When I came to the US I thought just studying here at American University, I tried to have a lot of experiences as much as I can from my classes, from my professors. I felt like the more experience and the more knowledge I’m going to take that will increase my probability of having a good job back home. So that’s what I tried to do.

I don’t know the impact of this uprising on the economy yet, but I have a feeling it’s not going to be so good. The employment opportunities will be less – much much less.

And I wanted to work with the government, actually. I wanted to work with the foreign affairs for my country. So I’m not sure how this will happen, how things will go.

It’s a very unpredictable situation, but let’s just hope for the best. Let’s hope when I go back home in May everything will be stable and my Egypt will be back again.

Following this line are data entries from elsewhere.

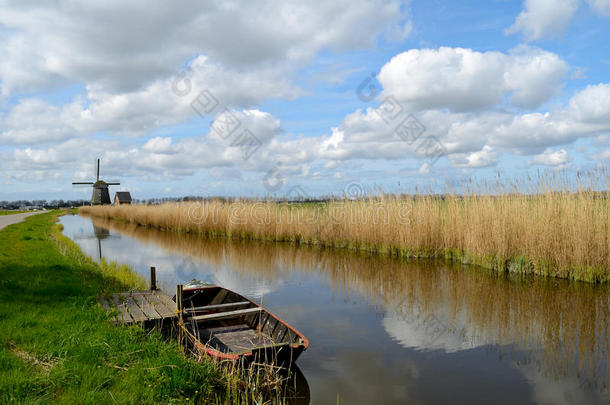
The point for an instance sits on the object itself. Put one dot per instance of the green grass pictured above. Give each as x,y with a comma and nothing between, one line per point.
56,344
5,212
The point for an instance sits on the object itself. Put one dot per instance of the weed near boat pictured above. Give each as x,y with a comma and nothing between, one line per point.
56,344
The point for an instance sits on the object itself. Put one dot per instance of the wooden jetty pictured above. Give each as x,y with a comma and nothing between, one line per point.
150,308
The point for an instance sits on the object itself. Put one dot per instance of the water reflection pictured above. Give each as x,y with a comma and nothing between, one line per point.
452,323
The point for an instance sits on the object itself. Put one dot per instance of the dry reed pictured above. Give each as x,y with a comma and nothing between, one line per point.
558,227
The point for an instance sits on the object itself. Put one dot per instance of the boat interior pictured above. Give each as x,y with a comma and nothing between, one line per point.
229,323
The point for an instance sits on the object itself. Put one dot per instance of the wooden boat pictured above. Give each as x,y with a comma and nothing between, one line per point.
227,325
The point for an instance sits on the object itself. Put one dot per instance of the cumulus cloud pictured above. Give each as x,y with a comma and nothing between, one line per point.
483,158
600,6
544,19
161,103
466,80
552,158
123,47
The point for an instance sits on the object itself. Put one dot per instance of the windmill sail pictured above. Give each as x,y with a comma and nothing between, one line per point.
100,194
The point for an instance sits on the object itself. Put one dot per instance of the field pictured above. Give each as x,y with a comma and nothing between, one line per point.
6,212
557,229
57,345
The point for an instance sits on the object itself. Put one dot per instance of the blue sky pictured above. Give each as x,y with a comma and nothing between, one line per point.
504,87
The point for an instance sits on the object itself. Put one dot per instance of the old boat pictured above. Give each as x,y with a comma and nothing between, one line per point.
226,325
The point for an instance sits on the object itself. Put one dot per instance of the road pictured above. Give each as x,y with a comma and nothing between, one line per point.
6,220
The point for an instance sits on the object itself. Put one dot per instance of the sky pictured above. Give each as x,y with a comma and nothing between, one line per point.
298,99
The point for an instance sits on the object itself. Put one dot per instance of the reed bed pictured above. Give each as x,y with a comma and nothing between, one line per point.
549,225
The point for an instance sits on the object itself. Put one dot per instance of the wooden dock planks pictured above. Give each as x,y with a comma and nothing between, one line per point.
140,307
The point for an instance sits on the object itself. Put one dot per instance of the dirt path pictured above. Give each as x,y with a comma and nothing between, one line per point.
6,220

  1. Um, am I watching a WWII film, or did I just turn on CNN? I am so confused on why everything erupts in violence. It seems that people want to revolt, and that protesting is the only way “the people” will be heard. What about the people in power? Do they not hear? I guess not. I guess that is the problem in Egypt right now – the president hasn’t heard anything different in 30 years. Unfortunately, he has become so embedded in the Egyptian infrastructure, without him there may be a partial or collective political collapse. Didn’t I read somewhere that if we don’t know history, we are doomed to repeat it? This is not the first time in history this exact situation has occurred, and I am certain it will not be the last. What I don’t understand is why does it take people dying or getting hurt to be noticed? I find it interesting the US Secretary of State Hillary Clinton supports the current president and present regime – why is that? Maybe because the US has established roots and is scared – like everyone else – about the changes to the leadership and infrastructure if the presidency changes. All I can say is that I am praying for the peaceful path to emerge, and for the Egyptian people to learn from their mistakes. I hope little blood is shed in this, but knowing from history, that is an unlikely wish.

  2. It would be amazing to see Egypt transition to a true democracy in my lifetime. I am very proud of the people who have courage to face tear gas, tanks, guns and not stand down. They are brave and I wish the Egyptian people the best.

  3. It is very annoying to see this clinching of power by the African presidents no matter the number of years the have ruled.It is becoming a routine and possibly if they do not change then the word democracy looses meaning in the black continent.As they cross the blue oceans to the west in plead of aid,they wear a sheep clothing but themselves are wolves and the greed,corrupt characteristic dominates their hearts.They protect the nobility in countries themselves limping economically and were they presidents of western countries?The problem comes in that they have seen the earlier leaders do that and escape the force of the law.They hire judges instead of advocates if brought before courts of law.To them watch out because Africa is not the Africa five years down!

  4. It is very unfortunate that majority of the African Heads of States are very greedy, corrupt, inhuman, heartless and ever blood thirsty. They will always want to be in power despite the level of vulnerability of their citizens.
    Whereas, apart from Robert Mugabe of Zimbabwe, the rest of the devils resemble angels in the eyes of the Western world that keeps funding them to brim in order to perpetrate their evil acts. It is so sad. For instance, Uganda does not deserve even to be part of Common Wealth Countries anymore owing to the current situation. All sectors are doing badly, let alone the huge amounts of funds spent by government for bribes rather than for developmental programmes to help improve the lives of majority vulnerable citizens. The same semi-literate or illiterate majority poor citizens miserably sell their rights for sugar, salt and utmost Ugx 5000 in order to continue living as destitute. Simply because the vulnerable majority poor are kept in total ignorance as there is no civic Education to enlighten them on typical issues affecting them but only told series of lies during Election seasons which are so short to allow them discern any controversies.